Densho Digital Archive
Manzanar National Historic Site Collection
Title: Gloria Toshiko Imagire Interview
Narrator: Gloria Toshiko Imagire
Interviewer: Richard Potashin
Location: Sacramento, California
Date: October 17, 2008
Densho ID: denshovh-igloria-01-0012

<Begin Segment 12>

RP: But were any of your children on any of these visits back to the camp?

GI: Yes, they came with me, yeah. My kids, I don't know what it is. They don't seem as interested as some of these, some people are really interested in it. And mine, it's maybe in passing, but I don't feel they're that interested. [Laughs] I don't know if I should encourage them to be more interested or what, but they don't... do you know what I'm talking about? Some people are really interested, and they're very lukewarm about it all. They don't really seem that interested. So maybe I'll brainwash my grandkids, and maybe they'll get more interested. [Laughs]
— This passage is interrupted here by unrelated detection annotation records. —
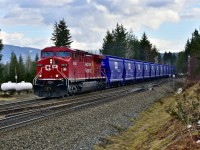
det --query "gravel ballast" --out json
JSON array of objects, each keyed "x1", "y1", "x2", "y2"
[{"x1": 0, "y1": 79, "x2": 182, "y2": 150}]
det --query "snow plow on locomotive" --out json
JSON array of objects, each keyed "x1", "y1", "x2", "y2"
[{"x1": 33, "y1": 47, "x2": 105, "y2": 97}]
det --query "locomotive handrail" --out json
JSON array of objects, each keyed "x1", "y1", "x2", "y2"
[{"x1": 33, "y1": 68, "x2": 42, "y2": 85}]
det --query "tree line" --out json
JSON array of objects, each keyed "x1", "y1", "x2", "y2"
[
  {"x1": 0, "y1": 19, "x2": 200, "y2": 82},
  {"x1": 176, "y1": 29, "x2": 200, "y2": 77},
  {"x1": 0, "y1": 52, "x2": 39, "y2": 83},
  {"x1": 100, "y1": 23, "x2": 176, "y2": 65}
]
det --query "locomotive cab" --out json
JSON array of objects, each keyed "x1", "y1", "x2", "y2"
[{"x1": 33, "y1": 47, "x2": 105, "y2": 97}]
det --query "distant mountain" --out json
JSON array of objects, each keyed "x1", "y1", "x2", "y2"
[{"x1": 1, "y1": 44, "x2": 40, "y2": 64}]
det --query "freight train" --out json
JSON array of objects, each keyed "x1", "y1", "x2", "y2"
[{"x1": 33, "y1": 47, "x2": 175, "y2": 97}]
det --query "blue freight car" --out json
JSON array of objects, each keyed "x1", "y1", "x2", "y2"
[
  {"x1": 124, "y1": 59, "x2": 136, "y2": 84},
  {"x1": 135, "y1": 60, "x2": 144, "y2": 81},
  {"x1": 143, "y1": 62, "x2": 151, "y2": 80},
  {"x1": 101, "y1": 56, "x2": 124, "y2": 87},
  {"x1": 150, "y1": 63, "x2": 156, "y2": 80}
]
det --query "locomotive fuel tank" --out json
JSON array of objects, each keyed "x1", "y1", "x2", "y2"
[
  {"x1": 1, "y1": 81, "x2": 16, "y2": 91},
  {"x1": 15, "y1": 81, "x2": 33, "y2": 91}
]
RP: Well, what was it like for you to go back there emotionally?

GI: Emotionally, I guess I sat there, and it's just desert now. And I couldn't believe that we'd all been playing and going to school and doing this and that. And here it was just this, kind of like a ghost town kind of a thing. So it gave me an eerie feeling. But it's just something way far away, it's like it was a dream or something.

RP: And you went there with your parents, too, the first time?
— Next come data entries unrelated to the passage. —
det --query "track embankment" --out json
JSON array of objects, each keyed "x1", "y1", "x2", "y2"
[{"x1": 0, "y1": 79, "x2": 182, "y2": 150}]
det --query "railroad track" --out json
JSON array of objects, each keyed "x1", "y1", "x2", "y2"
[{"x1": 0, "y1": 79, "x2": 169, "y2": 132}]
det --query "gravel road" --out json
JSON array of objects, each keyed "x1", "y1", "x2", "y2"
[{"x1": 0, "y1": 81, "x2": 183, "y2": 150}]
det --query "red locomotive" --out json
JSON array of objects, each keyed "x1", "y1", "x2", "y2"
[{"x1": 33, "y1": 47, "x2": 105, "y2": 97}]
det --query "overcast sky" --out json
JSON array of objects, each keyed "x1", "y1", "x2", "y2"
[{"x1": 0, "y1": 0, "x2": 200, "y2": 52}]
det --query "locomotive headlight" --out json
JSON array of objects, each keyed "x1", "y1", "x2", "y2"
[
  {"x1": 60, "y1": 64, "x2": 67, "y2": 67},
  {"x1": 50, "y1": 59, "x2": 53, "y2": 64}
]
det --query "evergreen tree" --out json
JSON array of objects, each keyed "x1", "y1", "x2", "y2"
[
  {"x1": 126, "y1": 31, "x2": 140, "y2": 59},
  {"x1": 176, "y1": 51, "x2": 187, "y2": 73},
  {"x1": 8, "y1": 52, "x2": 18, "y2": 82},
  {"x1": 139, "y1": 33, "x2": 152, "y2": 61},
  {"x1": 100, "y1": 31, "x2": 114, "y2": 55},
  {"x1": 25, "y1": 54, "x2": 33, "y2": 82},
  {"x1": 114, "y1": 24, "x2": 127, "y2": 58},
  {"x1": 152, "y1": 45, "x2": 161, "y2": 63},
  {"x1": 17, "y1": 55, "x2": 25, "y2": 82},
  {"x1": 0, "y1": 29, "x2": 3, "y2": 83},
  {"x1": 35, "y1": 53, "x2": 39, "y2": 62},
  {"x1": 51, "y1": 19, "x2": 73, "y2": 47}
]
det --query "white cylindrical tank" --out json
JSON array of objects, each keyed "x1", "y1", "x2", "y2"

GI: The first time my parents went with us. And the last, and then another time my kids came with us. And then the last time was that dedication of that plaque, it was just my husband and I. By then my father was gone, and my mother didn't come with us.
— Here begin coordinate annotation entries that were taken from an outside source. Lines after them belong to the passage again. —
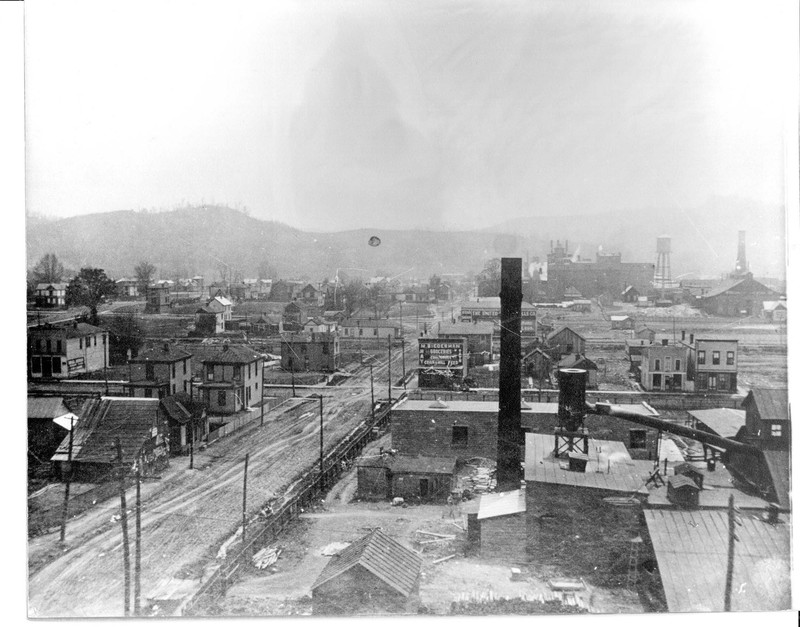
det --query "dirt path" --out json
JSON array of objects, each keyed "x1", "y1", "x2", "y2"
[{"x1": 28, "y1": 340, "x2": 416, "y2": 617}]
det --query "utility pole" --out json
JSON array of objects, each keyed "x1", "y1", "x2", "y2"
[
  {"x1": 319, "y1": 394, "x2": 325, "y2": 489},
  {"x1": 400, "y1": 338, "x2": 406, "y2": 390},
  {"x1": 386, "y1": 335, "x2": 392, "y2": 405},
  {"x1": 369, "y1": 362, "x2": 375, "y2": 422},
  {"x1": 725, "y1": 494, "x2": 742, "y2": 612},
  {"x1": 114, "y1": 437, "x2": 131, "y2": 616},
  {"x1": 242, "y1": 453, "x2": 250, "y2": 546},
  {"x1": 133, "y1": 463, "x2": 142, "y2": 616},
  {"x1": 61, "y1": 415, "x2": 75, "y2": 543}
]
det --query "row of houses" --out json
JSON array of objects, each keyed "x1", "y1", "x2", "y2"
[{"x1": 626, "y1": 328, "x2": 739, "y2": 393}]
RP: Did, after camp, in the years after camp, did your parents talk much about your camp experience?

GI: No, not really. No, they never, they didn't. Except when we went to that, when we went to camp, my father said, "Oh, that's where this was, that's where that was," that part. But in between, they didn't really talk about it. None of us talked about it, I guess. It was almost like we wanted to erase that part of it, or something. Because I regret now that I didn't want anything to be, any part of being Japanese. 'Cause I remember when we came back, my parents, I think, they'd want me to go to Japanese school. I didn't go. I didn't want anything. And then as an adult, I thought, "Why did I do that?" But by then, you know, I had done that.

RP: Was there, in your mind, a sense of shame or something attached to that experience?

GI: Yeah. I think it was, I wanted to be the kind that blended into the thing and didn't stand out as...

RP: Different?

GI: 'Cause I remember when we first came out of camp, I thought, "Oh, gosh, they're going to call us 'Dirty Japs' or something." But we went out of camp to Ogden, Utah, and they were Mormons, and they were really kind to us. They never made any reference to the war or to anything like that. So it was...

RP: Did you leave camp towards the end?

GI: I think so. Because what, the war ended in August?

RP: '45.

GI: I think we must have left about August or September. 'Cause everybody was, we were saying, "Wow, how sad, everybody's going."

RP: Yeah, the community that you had there is dispersing.

GI: Yeah, like a ghost town, everybody was going.